Unifeed
UN / WORLD PRESS FREEDOM DAY
STORY: UN / WORLD PRESS FREEDOM DAY
TRT: 01:31
SOURCE: UNIFEED
RESTRICTIONS: NONE
LANGUAGE: ENGLISH / NATS
DATELINE: 03 MAY 2021, NEW YORK CITY
FILE – NEW YORK CITY
1. Wide shot, exterior UN Headquarters
03 MAY 2021, NEW YORK CITY
2. SOUNDBITE (English) António Guterres, Secretary-General, United Nations:
“The global challenges we face during the COVID-19 pandemic underline the critical role of reliable, verified, and universally accessible information in saving lives and building strong, resilient societies. During the pandemic, and in other crisis including the climate emergency, journalists and media workers help us navigate a fast changing and often overwhelming landscape of information, while addressing dangerous inaccuracies and falsehoods. In too many countries, they run great personal risk, including new restrictions, censorship, abuse, harassment, detention, and even death, simply for doing their jobs.”
FILE – NEW YORK CITY
3. Wide shot, exterior UN Headquarters
03 MAY 2021, NEW YORK CITY
4. SOUNDBITE (English) António Guterres, Secretary-General, United Nations:
“Free and independent journalism is our greatest ally in combatting misinformation and disinformation. The United Nations Plan of Action on the Safety of Journalists aims to create a safe environment for media workers across the globe, because information is a public good.”
FILE – NEW YORK CITY
5. Wide shot, exterior UN Headquarters
03 MAY 2021, NEW YORK CITY
6. SOUNDBITE (English) Xing Qu, Deputy Director-General, United Nations Educational, Scientific and Cultural Organization (UNESCO):
“The upending of media business models and the concentration of power in the hands of just a few private companies, this pandemic has underlined the need for reliable information. It is independent journalism that has helped us make sense of this crisis.”
FILE – NEW YORK CITY
7. Wide shot, exterior UN Headquarters
Marking World Press Freedom Day, Secretary-General António Guterres today (3 May) said, “the global challenges we face during the COVID-19 pandemic underline the critical role of reliable, verified, and universally accessible information in saving lives and building strong, resilient societies.”
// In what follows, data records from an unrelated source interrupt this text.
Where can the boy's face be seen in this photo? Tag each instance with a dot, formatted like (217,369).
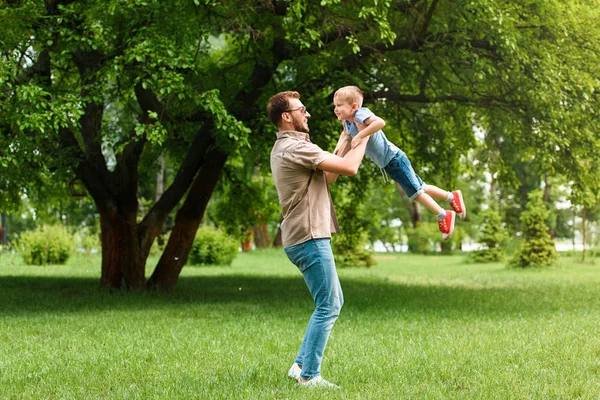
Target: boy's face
(344,109)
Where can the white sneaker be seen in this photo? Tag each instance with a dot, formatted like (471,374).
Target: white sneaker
(294,372)
(317,381)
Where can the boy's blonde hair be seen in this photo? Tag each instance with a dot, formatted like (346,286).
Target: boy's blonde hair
(350,94)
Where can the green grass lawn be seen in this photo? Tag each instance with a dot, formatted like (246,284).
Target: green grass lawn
(412,327)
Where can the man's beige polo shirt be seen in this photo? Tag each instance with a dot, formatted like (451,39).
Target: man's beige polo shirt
(302,188)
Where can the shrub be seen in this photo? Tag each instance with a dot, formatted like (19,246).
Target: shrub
(87,240)
(48,244)
(426,238)
(213,246)
(493,238)
(537,248)
(349,251)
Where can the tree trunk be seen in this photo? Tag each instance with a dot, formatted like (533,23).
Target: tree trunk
(186,223)
(123,263)
(583,217)
(247,243)
(277,240)
(413,207)
(160,178)
(547,189)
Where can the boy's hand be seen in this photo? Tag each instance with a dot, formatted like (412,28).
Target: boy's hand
(356,140)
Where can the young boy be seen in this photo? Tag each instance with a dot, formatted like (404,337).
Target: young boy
(360,123)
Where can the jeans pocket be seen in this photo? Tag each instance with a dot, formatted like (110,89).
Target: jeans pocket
(297,255)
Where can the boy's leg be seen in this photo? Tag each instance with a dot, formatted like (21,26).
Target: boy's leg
(454,198)
(435,192)
(317,265)
(401,170)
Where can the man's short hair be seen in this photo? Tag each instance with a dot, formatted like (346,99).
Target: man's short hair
(280,103)
(350,94)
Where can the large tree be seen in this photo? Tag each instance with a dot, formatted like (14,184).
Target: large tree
(94,88)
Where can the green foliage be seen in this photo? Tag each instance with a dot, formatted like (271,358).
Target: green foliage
(349,250)
(537,247)
(213,247)
(48,244)
(349,246)
(88,240)
(426,238)
(492,237)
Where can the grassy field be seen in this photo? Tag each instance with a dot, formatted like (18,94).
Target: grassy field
(412,327)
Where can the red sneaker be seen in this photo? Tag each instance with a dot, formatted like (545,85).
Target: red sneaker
(458,204)
(446,225)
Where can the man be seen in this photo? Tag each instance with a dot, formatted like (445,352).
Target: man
(301,171)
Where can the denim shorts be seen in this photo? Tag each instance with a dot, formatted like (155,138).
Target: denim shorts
(400,170)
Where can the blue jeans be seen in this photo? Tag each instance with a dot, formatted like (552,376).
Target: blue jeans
(401,170)
(315,260)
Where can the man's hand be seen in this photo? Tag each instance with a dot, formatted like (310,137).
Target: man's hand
(356,140)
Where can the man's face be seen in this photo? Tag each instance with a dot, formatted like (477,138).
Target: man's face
(299,116)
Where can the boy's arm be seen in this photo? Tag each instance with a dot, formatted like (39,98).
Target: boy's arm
(347,165)
(372,125)
(343,144)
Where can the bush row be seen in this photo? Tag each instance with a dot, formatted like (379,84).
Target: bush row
(54,245)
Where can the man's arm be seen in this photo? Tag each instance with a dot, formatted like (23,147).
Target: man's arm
(334,165)
(373,124)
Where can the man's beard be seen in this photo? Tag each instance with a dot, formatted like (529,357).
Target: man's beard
(300,126)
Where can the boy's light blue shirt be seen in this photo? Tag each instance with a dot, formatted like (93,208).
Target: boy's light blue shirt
(379,149)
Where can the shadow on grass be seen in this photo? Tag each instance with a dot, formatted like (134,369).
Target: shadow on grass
(70,295)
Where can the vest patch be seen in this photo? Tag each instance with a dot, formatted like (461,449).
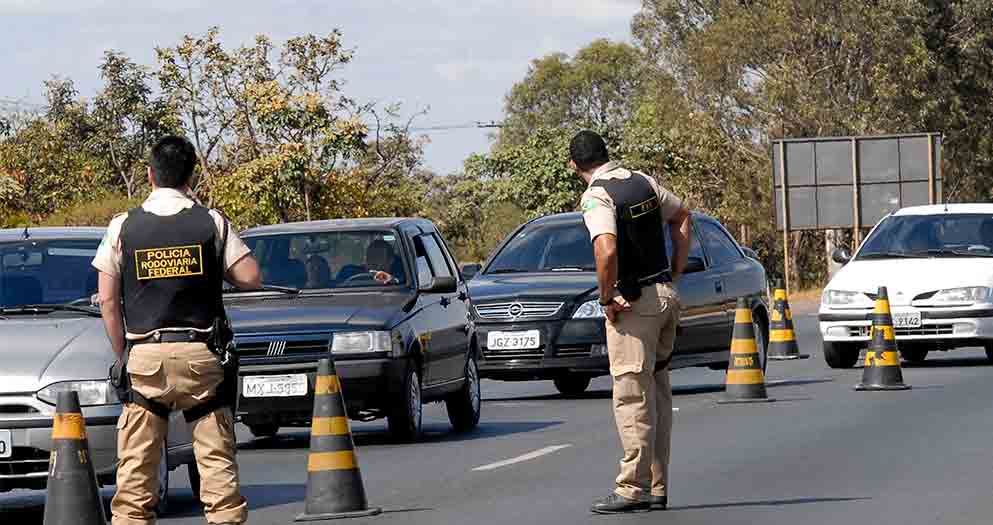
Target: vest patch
(162,263)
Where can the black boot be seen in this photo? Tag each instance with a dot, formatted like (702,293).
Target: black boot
(615,504)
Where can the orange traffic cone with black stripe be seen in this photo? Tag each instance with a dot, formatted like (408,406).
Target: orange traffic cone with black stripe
(882,362)
(782,339)
(72,496)
(745,380)
(334,483)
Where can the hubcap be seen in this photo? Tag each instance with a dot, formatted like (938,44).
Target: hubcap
(473,377)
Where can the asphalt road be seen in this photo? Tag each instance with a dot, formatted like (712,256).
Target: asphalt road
(822,453)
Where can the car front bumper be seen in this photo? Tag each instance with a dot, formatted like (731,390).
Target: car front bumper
(952,327)
(31,433)
(365,383)
(565,346)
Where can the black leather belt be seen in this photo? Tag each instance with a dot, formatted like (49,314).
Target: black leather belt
(184,336)
(659,278)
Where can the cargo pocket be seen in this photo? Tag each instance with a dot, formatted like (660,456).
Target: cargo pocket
(205,375)
(147,376)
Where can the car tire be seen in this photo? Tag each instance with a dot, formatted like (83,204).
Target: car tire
(162,507)
(406,414)
(572,385)
(841,355)
(263,430)
(465,406)
(914,355)
(193,471)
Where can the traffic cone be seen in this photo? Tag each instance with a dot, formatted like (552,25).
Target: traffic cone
(882,362)
(745,380)
(72,496)
(782,339)
(334,483)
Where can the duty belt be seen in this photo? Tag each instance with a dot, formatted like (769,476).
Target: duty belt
(184,336)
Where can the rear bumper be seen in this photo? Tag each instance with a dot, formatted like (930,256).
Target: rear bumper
(32,440)
(948,327)
(367,384)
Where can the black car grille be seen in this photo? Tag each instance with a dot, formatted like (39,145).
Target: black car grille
(283,349)
(24,461)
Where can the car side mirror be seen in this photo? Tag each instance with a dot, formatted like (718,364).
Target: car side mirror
(694,265)
(841,255)
(441,285)
(470,270)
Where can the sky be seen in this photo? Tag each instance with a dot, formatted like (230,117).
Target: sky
(456,59)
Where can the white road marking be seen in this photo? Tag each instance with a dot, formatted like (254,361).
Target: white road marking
(524,457)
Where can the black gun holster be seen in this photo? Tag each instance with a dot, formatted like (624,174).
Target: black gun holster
(221,344)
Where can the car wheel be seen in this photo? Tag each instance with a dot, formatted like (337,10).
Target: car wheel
(162,507)
(572,385)
(404,419)
(465,405)
(264,430)
(914,355)
(194,473)
(841,355)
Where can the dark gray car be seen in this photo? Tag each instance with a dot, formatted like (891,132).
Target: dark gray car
(53,340)
(536,314)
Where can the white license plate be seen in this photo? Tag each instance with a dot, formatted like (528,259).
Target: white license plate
(6,444)
(528,340)
(907,320)
(290,385)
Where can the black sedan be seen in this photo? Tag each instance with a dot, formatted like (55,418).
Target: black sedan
(536,315)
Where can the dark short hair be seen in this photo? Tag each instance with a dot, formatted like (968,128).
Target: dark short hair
(173,160)
(588,150)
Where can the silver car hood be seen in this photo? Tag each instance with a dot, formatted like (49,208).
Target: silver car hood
(38,351)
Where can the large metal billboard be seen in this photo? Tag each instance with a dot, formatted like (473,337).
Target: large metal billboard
(852,182)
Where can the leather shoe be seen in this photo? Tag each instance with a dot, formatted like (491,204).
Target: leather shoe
(659,502)
(615,504)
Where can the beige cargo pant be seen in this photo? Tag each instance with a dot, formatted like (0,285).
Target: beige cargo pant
(642,397)
(179,375)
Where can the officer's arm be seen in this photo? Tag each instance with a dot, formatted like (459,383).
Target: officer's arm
(679,230)
(109,288)
(605,251)
(245,274)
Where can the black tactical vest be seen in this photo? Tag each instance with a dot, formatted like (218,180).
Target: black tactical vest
(640,231)
(172,270)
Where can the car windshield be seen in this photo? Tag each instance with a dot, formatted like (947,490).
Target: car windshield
(52,272)
(954,235)
(546,248)
(323,260)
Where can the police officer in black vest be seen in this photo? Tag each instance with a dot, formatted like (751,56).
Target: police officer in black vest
(627,214)
(162,267)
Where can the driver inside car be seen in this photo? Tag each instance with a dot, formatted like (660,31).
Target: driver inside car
(383,263)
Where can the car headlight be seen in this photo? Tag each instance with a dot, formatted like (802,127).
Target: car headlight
(589,310)
(843,298)
(91,393)
(361,342)
(967,295)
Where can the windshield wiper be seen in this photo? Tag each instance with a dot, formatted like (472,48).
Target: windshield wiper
(266,288)
(889,255)
(49,308)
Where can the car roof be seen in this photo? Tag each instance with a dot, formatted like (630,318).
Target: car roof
(941,209)
(52,233)
(573,216)
(339,225)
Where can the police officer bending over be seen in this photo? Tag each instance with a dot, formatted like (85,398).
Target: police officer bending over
(161,267)
(626,213)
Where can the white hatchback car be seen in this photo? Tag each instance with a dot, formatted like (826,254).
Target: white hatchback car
(937,265)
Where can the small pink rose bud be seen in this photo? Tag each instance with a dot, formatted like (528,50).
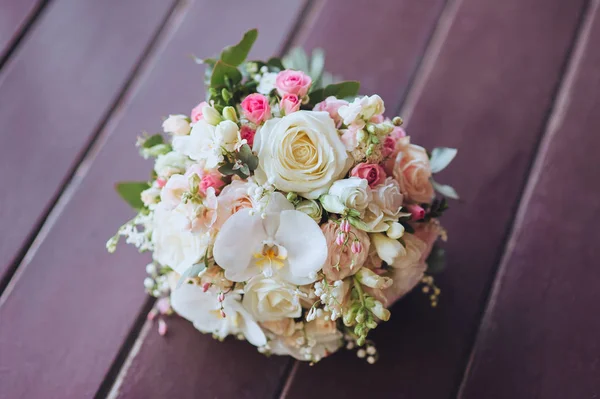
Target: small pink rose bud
(162,327)
(345,226)
(341,237)
(356,247)
(416,211)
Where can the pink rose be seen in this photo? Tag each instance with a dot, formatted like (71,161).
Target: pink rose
(411,170)
(292,82)
(372,173)
(331,106)
(256,108)
(197,112)
(247,133)
(341,261)
(211,179)
(289,103)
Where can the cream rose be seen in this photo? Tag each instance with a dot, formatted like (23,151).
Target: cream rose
(269,299)
(300,152)
(412,171)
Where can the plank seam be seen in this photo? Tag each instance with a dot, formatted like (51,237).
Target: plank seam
(81,163)
(554,119)
(32,18)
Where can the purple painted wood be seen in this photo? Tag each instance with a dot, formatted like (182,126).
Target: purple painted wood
(540,337)
(14,15)
(487,94)
(71,305)
(180,356)
(54,92)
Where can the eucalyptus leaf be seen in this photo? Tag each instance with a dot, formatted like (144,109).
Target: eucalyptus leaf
(441,157)
(191,272)
(131,191)
(445,190)
(236,54)
(222,70)
(348,88)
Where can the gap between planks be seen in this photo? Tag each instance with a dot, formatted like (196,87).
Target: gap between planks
(88,153)
(554,119)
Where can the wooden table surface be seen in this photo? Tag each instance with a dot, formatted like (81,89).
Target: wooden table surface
(514,84)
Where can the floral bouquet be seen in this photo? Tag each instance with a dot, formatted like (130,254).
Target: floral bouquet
(286,209)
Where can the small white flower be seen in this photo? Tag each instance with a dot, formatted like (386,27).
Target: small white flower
(177,125)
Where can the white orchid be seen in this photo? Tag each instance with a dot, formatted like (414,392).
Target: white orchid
(209,315)
(281,241)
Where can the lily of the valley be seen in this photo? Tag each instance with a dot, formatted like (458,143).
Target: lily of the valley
(278,242)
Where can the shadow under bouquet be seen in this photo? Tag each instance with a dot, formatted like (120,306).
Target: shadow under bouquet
(286,210)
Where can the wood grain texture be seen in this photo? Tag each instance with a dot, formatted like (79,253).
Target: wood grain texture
(14,15)
(54,92)
(73,304)
(541,334)
(487,94)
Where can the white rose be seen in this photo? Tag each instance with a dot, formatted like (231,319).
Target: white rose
(269,299)
(170,163)
(353,192)
(174,246)
(301,152)
(177,125)
(206,141)
(389,198)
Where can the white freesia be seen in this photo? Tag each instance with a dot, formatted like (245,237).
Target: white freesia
(206,142)
(301,152)
(174,246)
(281,241)
(177,125)
(318,339)
(353,192)
(270,299)
(266,83)
(170,163)
(203,309)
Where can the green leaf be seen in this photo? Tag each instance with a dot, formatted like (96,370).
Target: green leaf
(235,55)
(445,190)
(441,157)
(222,70)
(153,140)
(340,90)
(436,261)
(191,272)
(247,156)
(131,191)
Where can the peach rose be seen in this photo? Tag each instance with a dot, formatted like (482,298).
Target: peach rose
(331,105)
(292,82)
(372,173)
(256,108)
(412,172)
(341,262)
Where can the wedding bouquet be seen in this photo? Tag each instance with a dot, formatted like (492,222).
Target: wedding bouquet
(286,209)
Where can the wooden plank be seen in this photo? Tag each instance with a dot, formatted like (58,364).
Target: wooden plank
(14,15)
(72,304)
(487,94)
(540,337)
(158,357)
(54,92)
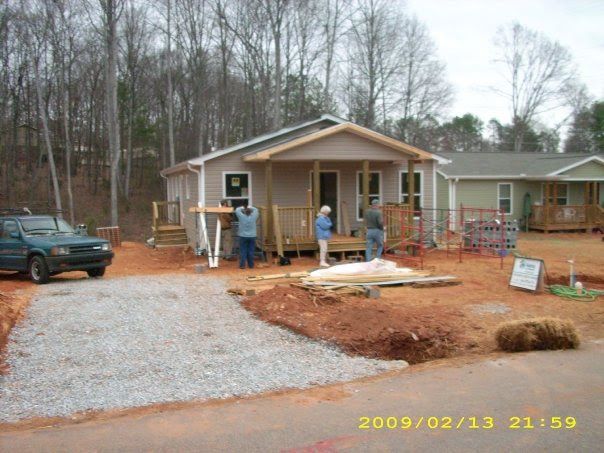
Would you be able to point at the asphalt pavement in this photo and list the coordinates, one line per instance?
(540, 401)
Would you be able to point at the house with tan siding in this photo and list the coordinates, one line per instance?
(557, 191)
(354, 164)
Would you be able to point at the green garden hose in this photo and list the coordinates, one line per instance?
(582, 295)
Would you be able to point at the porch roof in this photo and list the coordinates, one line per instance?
(289, 144)
(509, 165)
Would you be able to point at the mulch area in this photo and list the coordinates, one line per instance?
(361, 326)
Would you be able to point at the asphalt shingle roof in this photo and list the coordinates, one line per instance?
(508, 164)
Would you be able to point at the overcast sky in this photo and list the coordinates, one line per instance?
(463, 31)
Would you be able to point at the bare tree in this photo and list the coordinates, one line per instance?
(111, 11)
(423, 92)
(538, 72)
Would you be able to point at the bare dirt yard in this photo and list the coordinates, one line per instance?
(429, 322)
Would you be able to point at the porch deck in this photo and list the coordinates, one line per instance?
(291, 229)
(566, 217)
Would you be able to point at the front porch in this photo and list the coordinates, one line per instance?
(293, 230)
(552, 216)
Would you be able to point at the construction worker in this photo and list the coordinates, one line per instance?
(323, 226)
(374, 222)
(226, 231)
(247, 235)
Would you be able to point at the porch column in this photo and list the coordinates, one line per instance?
(365, 187)
(411, 189)
(316, 185)
(546, 206)
(268, 176)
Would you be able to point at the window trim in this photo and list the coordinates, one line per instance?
(421, 186)
(552, 195)
(511, 184)
(357, 188)
(249, 183)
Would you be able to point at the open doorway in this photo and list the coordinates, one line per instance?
(330, 193)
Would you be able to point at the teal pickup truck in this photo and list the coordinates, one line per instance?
(42, 246)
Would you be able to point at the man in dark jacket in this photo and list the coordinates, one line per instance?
(375, 230)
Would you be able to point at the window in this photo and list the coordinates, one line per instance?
(237, 188)
(561, 195)
(375, 186)
(504, 197)
(418, 196)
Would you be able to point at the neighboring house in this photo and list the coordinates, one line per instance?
(566, 190)
(277, 169)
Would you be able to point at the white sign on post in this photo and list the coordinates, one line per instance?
(526, 273)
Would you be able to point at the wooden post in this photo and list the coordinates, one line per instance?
(277, 228)
(316, 186)
(411, 190)
(268, 172)
(365, 187)
(546, 207)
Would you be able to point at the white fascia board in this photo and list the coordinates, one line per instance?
(577, 164)
(262, 138)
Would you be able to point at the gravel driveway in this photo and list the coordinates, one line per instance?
(113, 343)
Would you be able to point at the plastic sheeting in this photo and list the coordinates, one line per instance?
(374, 267)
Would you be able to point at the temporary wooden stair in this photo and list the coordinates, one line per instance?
(170, 236)
(167, 230)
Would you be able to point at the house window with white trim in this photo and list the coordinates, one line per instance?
(561, 198)
(375, 191)
(504, 197)
(418, 196)
(237, 188)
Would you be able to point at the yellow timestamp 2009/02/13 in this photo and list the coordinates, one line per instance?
(472, 422)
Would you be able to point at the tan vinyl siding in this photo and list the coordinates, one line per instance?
(483, 194)
(291, 180)
(342, 146)
(587, 170)
(442, 192)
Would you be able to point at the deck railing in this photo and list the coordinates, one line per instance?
(572, 215)
(296, 224)
(166, 213)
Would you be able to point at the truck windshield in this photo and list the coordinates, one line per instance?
(50, 225)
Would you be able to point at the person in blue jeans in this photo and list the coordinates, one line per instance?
(247, 235)
(375, 230)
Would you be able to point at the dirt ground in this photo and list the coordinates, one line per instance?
(460, 319)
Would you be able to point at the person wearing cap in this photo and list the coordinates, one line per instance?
(226, 231)
(247, 217)
(323, 226)
(375, 230)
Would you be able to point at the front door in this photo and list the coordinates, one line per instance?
(329, 193)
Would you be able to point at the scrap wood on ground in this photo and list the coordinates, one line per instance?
(359, 326)
(537, 334)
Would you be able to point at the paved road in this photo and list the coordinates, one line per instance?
(538, 385)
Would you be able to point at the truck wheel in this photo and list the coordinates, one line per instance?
(38, 270)
(96, 272)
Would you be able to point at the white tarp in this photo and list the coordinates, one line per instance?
(375, 267)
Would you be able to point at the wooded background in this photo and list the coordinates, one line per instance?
(98, 95)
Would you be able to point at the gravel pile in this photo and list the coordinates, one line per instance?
(114, 343)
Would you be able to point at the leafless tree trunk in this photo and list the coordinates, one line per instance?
(539, 72)
(111, 11)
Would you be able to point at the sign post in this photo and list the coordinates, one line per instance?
(527, 274)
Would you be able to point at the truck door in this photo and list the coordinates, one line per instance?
(12, 250)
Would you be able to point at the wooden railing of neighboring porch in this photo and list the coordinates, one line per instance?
(566, 217)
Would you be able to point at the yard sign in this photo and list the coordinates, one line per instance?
(527, 273)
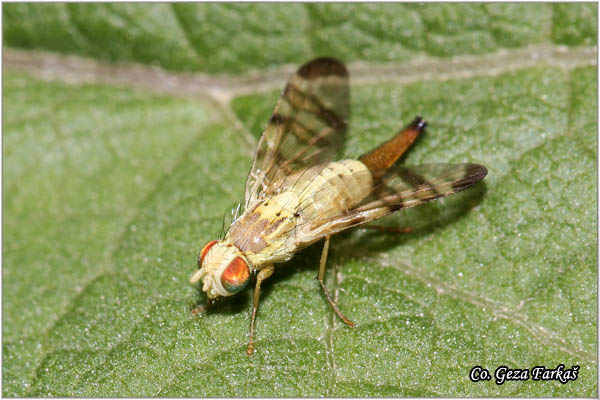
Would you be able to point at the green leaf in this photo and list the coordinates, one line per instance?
(109, 192)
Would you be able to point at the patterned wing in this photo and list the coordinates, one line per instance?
(307, 126)
(400, 187)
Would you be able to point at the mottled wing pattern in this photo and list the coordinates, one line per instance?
(402, 187)
(307, 127)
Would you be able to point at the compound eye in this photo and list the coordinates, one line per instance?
(236, 275)
(203, 252)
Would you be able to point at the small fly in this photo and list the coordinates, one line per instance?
(296, 194)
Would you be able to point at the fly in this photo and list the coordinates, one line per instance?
(296, 194)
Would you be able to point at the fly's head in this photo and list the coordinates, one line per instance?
(223, 269)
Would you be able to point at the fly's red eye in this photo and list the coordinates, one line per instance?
(236, 275)
(203, 252)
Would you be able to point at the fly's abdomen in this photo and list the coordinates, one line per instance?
(338, 187)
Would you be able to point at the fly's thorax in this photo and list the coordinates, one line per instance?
(223, 269)
(263, 231)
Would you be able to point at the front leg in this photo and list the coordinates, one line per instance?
(321, 276)
(262, 275)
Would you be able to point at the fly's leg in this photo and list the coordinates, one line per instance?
(388, 229)
(202, 308)
(320, 278)
(262, 275)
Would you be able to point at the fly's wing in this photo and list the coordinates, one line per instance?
(307, 127)
(400, 187)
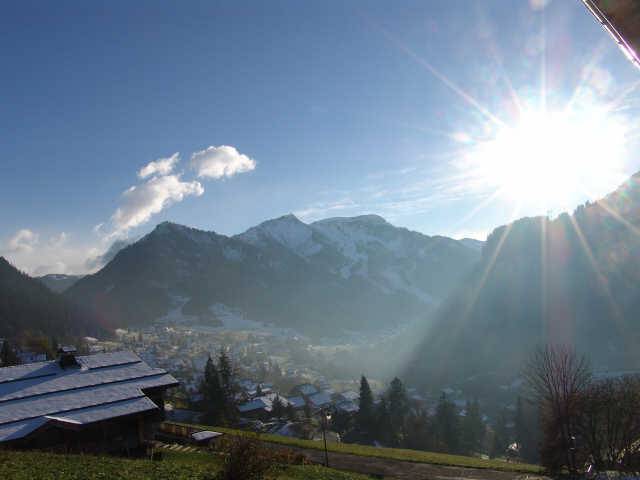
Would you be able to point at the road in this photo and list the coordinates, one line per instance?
(403, 470)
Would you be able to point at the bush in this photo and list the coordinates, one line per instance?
(247, 458)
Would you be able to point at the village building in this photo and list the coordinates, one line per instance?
(95, 403)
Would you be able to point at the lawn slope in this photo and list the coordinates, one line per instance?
(173, 466)
(386, 453)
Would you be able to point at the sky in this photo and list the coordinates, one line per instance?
(116, 116)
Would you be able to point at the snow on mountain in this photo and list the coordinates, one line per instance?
(359, 273)
(288, 231)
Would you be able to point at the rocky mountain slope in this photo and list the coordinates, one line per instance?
(58, 282)
(26, 305)
(324, 278)
(572, 280)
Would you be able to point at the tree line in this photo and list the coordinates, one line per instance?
(586, 423)
(393, 421)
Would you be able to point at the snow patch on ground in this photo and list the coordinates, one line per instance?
(232, 254)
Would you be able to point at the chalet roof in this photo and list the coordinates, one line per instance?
(205, 435)
(100, 387)
(262, 403)
(320, 399)
(307, 389)
(296, 402)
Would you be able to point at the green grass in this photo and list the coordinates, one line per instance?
(388, 453)
(174, 466)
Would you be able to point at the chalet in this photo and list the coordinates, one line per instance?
(347, 406)
(296, 402)
(320, 400)
(348, 396)
(95, 403)
(306, 390)
(260, 407)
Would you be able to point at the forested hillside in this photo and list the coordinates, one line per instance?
(573, 280)
(28, 306)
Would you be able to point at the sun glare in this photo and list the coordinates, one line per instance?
(547, 159)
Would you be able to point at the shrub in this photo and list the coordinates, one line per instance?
(247, 458)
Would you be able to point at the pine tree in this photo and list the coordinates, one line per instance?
(398, 404)
(446, 426)
(8, 356)
(213, 394)
(383, 425)
(472, 429)
(500, 435)
(365, 417)
(278, 407)
(291, 413)
(227, 385)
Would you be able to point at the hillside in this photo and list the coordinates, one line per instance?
(174, 466)
(573, 280)
(27, 305)
(57, 282)
(323, 278)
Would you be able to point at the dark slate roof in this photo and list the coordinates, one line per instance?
(103, 386)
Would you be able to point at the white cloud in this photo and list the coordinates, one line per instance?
(142, 201)
(219, 162)
(55, 255)
(58, 241)
(23, 241)
(162, 166)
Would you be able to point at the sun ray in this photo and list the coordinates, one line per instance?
(594, 264)
(440, 76)
(489, 266)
During the pandemic, Guterres said, as well as in other crisis including the climate emergency, “journalists and media workers help us navigate a fast changing and often overwhelming landscape of information, while addressing dangerous inaccuracies and falsehoods.”
Addressing a virtual event co-organized by the Department of Global Communications (DGC) and the United Nations Educational, Scientific and Cultural Organization (UNESCO), on the occasion of World Press Freedom Day, the Secretary-General said, “in too many countries” journalists and media workers “run great personal risk, including new restrictions, censorship, abuse, harassment, detention, and even death, simply for doing their jobs.”
He said, “free and independent journalism is our greatest ally in combatting misinformation and disinformation” and highlighted the role of the United Nations Plan of Action on the Safety of Journalists as it “aims to create a safe environment for media workers across the globe, because information is a public good.”
Also addressing the event, UNESCO’s Deputy Director-General Xing Qu said, “the upending of media business models and the concentration of power in the hands of just a few private companies” during the pandemic “has underlined the need for reliable information.”
He said, “it is independent journalism that has helped us make sense of this crisis.”
This year’s World Press Freedom Day theme “Information as a Public Good” serves as a call to affirm the importance of cherishing information as a public good, and exploring what can be done in the production, distribution, and reception of content to strengthen journalism, and to advance transparency and empowerment while leaving no one behind. The theme is of urgent relevance to all countries across the world. It recognizes the changing communications system that is impacting on our health, our human rights, democracies, and sustainable development.
The date marks the adoption of the landmark Windhoek Declaration for the Development of a Free, Independent and Pluralistic Press at a UN Educational, Scientific and Cultural Organization (UNESCO) conference in the Namibian capital, in 1991.